17      Although each consideration, standing alone, might be insufficient to arouse reasonable suspicion, “[a] court must employ common sense in its analysis of whether an officer, at the time of the encounter, faced a situation which in its entirety justified a pat-down.”  See Morgan, 197 Wis. 2d at 216 (Geske, J., concurring, joined by five other justices).  Moreover, “[i]t bears repeating that ‘police officers are not required to take unnecessary risks in the performance of their increasingly hazardous duties.’”  State v. Allen, 226 Wis. 2d 66, 77, 593 N.W.2d 504 (Ct. App. 1999) (citation and one set of brackets omitted).  The totality of the circumstances here, including the vulnerability of the officers, the ratio of officers to subjects, the probationary status of two of the subjects, the time of day, and the nature of the neighborhood, all combined to warrant a protective frisk for officer safety in this case.[2]

18      We turn to Wilkins’s assertion that the evidence found during the traffic stop should be suppressed because Seitz did not conduct a limited protective frisk for officer safety but rather conducted a thorough search.  See State v. Triplett, 2005 WI App 255, ¶11, 288 Wis. 2d 515, 707 N.W.2d 881 (scope of frisk should be limited to what is necessary for determining whether individual is armed).  Wilkins’s contention, presented in a single paragraph, is wholly undeveloped and offered without citation to authority.  Normally, we do not address undeveloped and unsupported arguments.  See State v. Pettit, 171 Wis. 2d 627, 646-47, 492 N.W.2d 633 (Ct.

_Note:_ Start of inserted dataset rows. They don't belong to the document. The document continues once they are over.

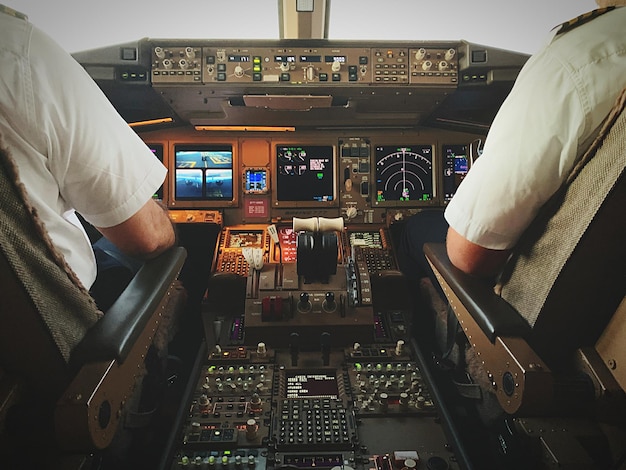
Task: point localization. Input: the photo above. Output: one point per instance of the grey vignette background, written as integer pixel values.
(80, 25)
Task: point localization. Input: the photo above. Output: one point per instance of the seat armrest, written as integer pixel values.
(116, 332)
(491, 312)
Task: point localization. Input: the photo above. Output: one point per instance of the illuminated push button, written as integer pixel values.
(251, 429)
(420, 54)
(383, 402)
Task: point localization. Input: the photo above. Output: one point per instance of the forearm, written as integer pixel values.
(474, 259)
(146, 234)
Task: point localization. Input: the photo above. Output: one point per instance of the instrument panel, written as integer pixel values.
(426, 65)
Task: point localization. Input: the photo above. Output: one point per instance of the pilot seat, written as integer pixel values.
(71, 376)
(543, 349)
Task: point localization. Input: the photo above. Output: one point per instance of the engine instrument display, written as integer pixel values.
(455, 167)
(404, 174)
(305, 175)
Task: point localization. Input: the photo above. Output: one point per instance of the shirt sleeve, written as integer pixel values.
(529, 151)
(103, 169)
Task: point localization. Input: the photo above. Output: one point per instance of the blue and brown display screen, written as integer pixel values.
(204, 172)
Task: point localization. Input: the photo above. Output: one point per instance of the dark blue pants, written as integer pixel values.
(115, 271)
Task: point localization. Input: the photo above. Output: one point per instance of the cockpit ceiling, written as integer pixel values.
(306, 83)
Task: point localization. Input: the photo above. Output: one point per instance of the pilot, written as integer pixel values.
(74, 153)
(551, 115)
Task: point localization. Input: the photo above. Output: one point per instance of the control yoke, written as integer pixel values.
(317, 247)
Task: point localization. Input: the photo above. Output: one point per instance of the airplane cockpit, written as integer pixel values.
(299, 342)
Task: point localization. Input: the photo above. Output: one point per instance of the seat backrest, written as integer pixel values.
(45, 310)
(568, 273)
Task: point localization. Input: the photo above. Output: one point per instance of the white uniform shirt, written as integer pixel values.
(560, 97)
(73, 150)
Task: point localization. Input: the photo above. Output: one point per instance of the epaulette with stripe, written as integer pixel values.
(10, 11)
(582, 19)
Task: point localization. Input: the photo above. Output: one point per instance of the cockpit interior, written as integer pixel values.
(293, 339)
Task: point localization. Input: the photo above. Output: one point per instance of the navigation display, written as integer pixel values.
(404, 175)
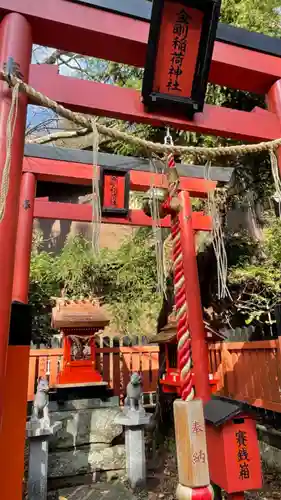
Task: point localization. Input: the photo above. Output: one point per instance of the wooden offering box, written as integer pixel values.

App. 1992).  For the sake of completeness, we depart from our normal practice to address the argument here.

19      Wilkins suggests that patting down his buttocks area for weapons was improper because it is illogical for a dangerous weapon to be found where the officer was searching in the manner that it was searched for.”  To the extent that Wilkins contends that people do not hide weapons in or near their buttocks, his assertion is refuted by the record:  Seitz testified that, during past searches, he has found small weapons concealed in suspects’ buttocks areas.  Wilkins offers nothing that permits us to discount Seitz’s testimony, which the trial court deemed truthful and uncontroverted.  Cf. Triplett, 288 Wis. 2d 515, ¶9 (we accept credibility assessments of trial court and uphold its findings of fact unless they are clearly erroneous).

20      Wilkins also suggests that Seitz used an unconstitutionally intrusive pat down technique, but this contention runs counter to Wisconsin law.  Our supreme court “has defined ‘patdown’ to mean a search characterized by ‘careful exploration of the outer surfaces of a person’s clothing.’”  Id., ¶11 (citations omitted).  Indeed, “in a traditional patdown, the officer must ‘feel with sensitive fingers every portion of the person’s body.’”  Id., ¶14 (citation and brackets omitted).  Here, Seitz testified that he used a bladed hand when patting down Wilkins to ensure “no grabbing, no squeezing.”  The record reveals nothing improper about the scope or method of the frisk. 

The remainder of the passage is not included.